Sono 1.146 i migranti morti o dispersi nel Mar Mediterraneo tra gennaio e giugno di quest’anno: più del doppio rispetto alle 513 vittime registrate nello stesso periodo del 2020. È quanto emerge da un rapporto dell’Organizzazione Internazionale per le Migrazioni (Oim), agenzia delle Nazioni Unite, che evidenzia come il numero dei migranti in fuga verso l’Europa attraverso le rotte marittime è aumentato del 56%.
La rotta del Mediterraneo centrale tra Libia e Italia rimane la più mortale, con 741 vittime accertate. La seconda per pericolosità è la rotta dell’Atlantico tra l’Africa occidentale e le Isole Canarie, dove sono morte almeno 250 persone.
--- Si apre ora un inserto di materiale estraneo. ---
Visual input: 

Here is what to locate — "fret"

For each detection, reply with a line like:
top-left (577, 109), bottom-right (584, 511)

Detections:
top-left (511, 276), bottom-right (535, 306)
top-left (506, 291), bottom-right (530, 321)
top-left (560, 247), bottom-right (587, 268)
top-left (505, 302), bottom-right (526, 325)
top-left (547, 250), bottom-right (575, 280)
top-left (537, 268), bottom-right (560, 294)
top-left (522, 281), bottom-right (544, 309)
Altre 149 migranti sono morti sulla rotta del Mediterraneo occidentale che porta verso la Spagna ed almeno 6 sulla rotta del Mediterraneo orientale verso la Grecia.
Si tratta di stime dal momento che, come afferma la stessa Oim, il numero effettivo di morti potrebbe essere molto più alto poiché diversi naufragi non sono stati segnalati e altri sono difficili da verificare. L’assenza di attività di ricerca e soccoso in mare dei governi europei, in particolare nel Mediterraneo centrale, rende infatti ancora più pericolosi i viaggi dei migranti.
A gestire le operazioni di ricerca e soccorso ci sono la Tunisia che – secondo il rapporto – ha intensificato i suoi interventi del 90% nei primi sei mesi del 2021, e le autorità libiche che hanno intercettato e riportato in Libia più di 15.300 persone; un numero tre volte superiore rispetto a quello registrato nello stesso periodo dell’anno scorso (quando erano state 5.476 le persone ricondotte nel paese).
L’OIM sottolinea nel rapporto che la situazione è “preoccupante, dato che i migranti che vengono rimpatriati in Libia sono soggetti a detenzioni arbitrarie, estorsioni, sparizioni e atti di tortura”.